ASA 126th Meeting Denver 1993 October 4-8

5aSA1. Energy branching of a subsonic flexural wave on a plate at an air--water interface: Transition radiation and the acoustic wave field in water.

Thomas J. Matula Philip L. Marston

Dept. of Phys., Washington State Univ., Pullman, WA 99164-2814

The diffraction of subsonic flexural plate waves due to a discontinuity in fluid-loading is experimentally investigated. A tone burst of flexural waves propagates down a plate, the lower section of which is submerged in water. Observations indicate that there occurs a branching of energy as the flexural wave passes through the air--water interface. A portion of the energy continues along the plate as a subsonic flexural wave with an associated evanescent wave. A second acoustic wave (which is termed transition radiation) originates at or near where the plate crosses the interface, and propagates in water to the far field. In the near field of the interface there exists an interference between the two acoustic waves in water that results in a series of pressure nulls.
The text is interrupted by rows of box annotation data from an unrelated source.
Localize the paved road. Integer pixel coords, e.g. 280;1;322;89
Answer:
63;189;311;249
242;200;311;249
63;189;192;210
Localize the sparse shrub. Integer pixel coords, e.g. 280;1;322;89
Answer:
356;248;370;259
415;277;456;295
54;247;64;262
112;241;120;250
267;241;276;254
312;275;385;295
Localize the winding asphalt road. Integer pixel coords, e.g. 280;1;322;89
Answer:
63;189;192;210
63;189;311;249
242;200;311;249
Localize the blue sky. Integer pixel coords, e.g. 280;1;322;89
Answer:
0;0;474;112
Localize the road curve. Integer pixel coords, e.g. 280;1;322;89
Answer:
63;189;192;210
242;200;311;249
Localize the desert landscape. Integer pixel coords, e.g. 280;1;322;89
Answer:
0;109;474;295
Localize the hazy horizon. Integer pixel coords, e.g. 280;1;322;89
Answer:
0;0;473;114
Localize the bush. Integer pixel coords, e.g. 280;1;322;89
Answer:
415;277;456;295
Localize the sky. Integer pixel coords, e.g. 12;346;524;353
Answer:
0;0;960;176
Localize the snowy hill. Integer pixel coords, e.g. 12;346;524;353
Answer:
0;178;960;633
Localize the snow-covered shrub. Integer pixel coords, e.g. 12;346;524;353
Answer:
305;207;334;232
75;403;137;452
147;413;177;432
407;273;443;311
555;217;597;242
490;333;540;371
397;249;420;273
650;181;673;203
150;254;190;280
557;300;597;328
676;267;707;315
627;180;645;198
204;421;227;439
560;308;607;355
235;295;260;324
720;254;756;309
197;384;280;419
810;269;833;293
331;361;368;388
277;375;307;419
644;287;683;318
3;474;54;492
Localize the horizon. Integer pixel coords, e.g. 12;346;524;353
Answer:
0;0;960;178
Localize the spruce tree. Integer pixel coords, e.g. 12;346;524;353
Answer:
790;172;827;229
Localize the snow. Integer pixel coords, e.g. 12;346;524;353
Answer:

The pressure nulls are associated with a (pi) phase change in the wave field and are indicators of wave front dislocations [P. L. Marston, ``Geometrical and Catastrophe Optics Methods in Scattering,'' Physical Acoustics (Academic, New York, 1992), Vol. 21, pp. 1--234]. A computation of the wave field in an unbounded fluid due to a line-moment excitation of a plate is comparable with the null pattern observed but differs in certain details. [Work supported by ONR.]